I don’t know why G-d decides to give my cousin a brilliant brain, but the inability to express his thoughts coherently. I don’t know why He chooses to allow some people to be tormented by their own minds. I don’t know why He allows women to be raped, children to be abused, or people to starve. And I often go back and forth between the questions of “Where is G-d?” and more importantly… “Where is humanity?”
Steuss,
Thank you for sharing this. It was very moving. I relate to it strongly, although our paths may diverge. I try to be open about the fact that several of my family members suffer from bipolar disorder, including my intelligent, creative, and determined 20 year old son, because I want to de-stigmatize it, and I want people to know that it is a disease that can be successfully treated. (I’m not insinuating you have bipolar, but this is the disease that has touched my family in particular.) The greatest gift my ex-husband has ever given my son was to see what a life with untreated bipolar looks like, and what it does to the people who love the person suffering from the disease.
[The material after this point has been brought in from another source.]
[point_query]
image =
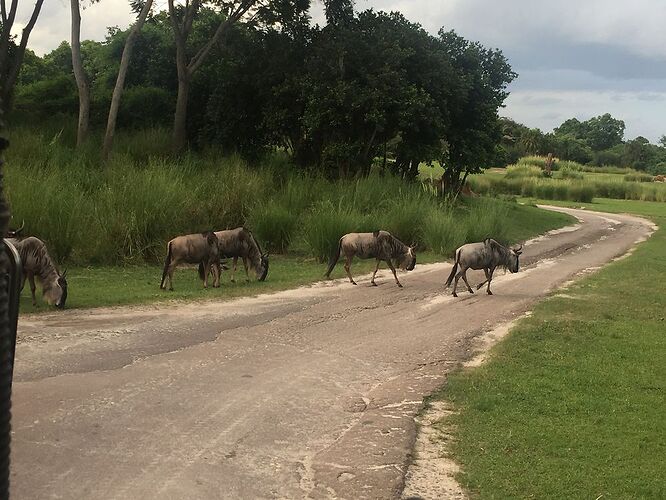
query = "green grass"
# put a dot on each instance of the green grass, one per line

My son is determined to control his disease (would that there were a cure), and so far has done a tremendous job doing so. You would never suspect he has a serious mental illness, and will have it the rest of his life. He’s like the diabetic who controls his diet and takes his meds – it’s something that has to be dealt with, but is not destroying his life.
Although I have family members that suffer from the illness, I do not have bipolar and do not have a depressive personality in general. But I have been to h*ll and back along with my son, in trying to learn how to control his symptoms and dealing with the fall-out when they were not under control. If I had not already been an atheist, I guarantee watching my son suffer through this torment, and reading about the illness in general, would have made me one – not because of the suffering, per se, but because of what mental illnesses teach us about how the mind works in the first place. A person who suffers from untreated bipolar often engages in behavior that others, and particularly religion, would label as immoral and acts of free will. One example is hyper-sexuality. Although my son was too young to go through that phase, I was on a list with parents of bipolar teens and heard all their stories, and remember my bipolar roommate from college (back before I had ever heard of the disease, but it’s clear, in retrospect, this is what was wrong with her – a stunningly creative and brilliant girl whose life was being ravaged by an undiagnosed mental illness) who would literally have sex with strangers off the street when she was manic. This was not a choice she made with free will or agency. It was a choice that was dictated by the chemical composition of her brain at that moment. Can you imagine if she, later in the throes of the inevitable, mind-dulling, weeks-long depressions, had gone to clergy for help, knowing she had “sinned”? How gladly she would have accepted the fault, the blame, for her current depression.
Other traits manifested by people with bipolar are less extreme, but still the type of behavior that annoys other people, like extreme self-centeredness and grandiosity. Unless it is so extreme as to be obviously delusional, this just looks like bad personality traits that the person just ought to “fix”. But it is out of the person’s control.
Yes, bipolar is a disorder, but it teaches us something about how the brain works in the first place. The lesson that I found clear was that our behavior is often dictated by the chemical composition in our physical brain, and that is out of our control. This made me seriously doubt the idea of “free will” in the first place. (I do believe a form of free will exists within certain parameters set by factors out of our control.)
My ex-husband was diagnosed with bipolar in the last year of our marriage – a marriage that had already been destroyed by his disease (and since he refuses treatment, the disease has almost completely destroyed his relationships with his children, as well, tragically). Of course, when he grew up, child-onset bipolar was unheard of, so who knows how much help he would have gotten. But by the time he was a young adult, he should have been getting professional intervention. But his family didn’t believe in that stuff, and still don’t. They believe in religion and whippings to straighten out the wayward. This still disturbs me, not just because of the inheritance this gives to my children, but due to the fact that ex-husband is a man of considerable charm, intelligence, and talents. His life has been altered forever by an untreated disease. I don’t blame Mormonism alone for this, but the LDS influence in his upbringing was part of the reason his parents never sought help for him when he was young. They just didn’t trust psychiatrists and psychologists, and still don’t.
I do believe the LDS church is making progress, but like with most progress it’s made, it is following the lead set by larger society.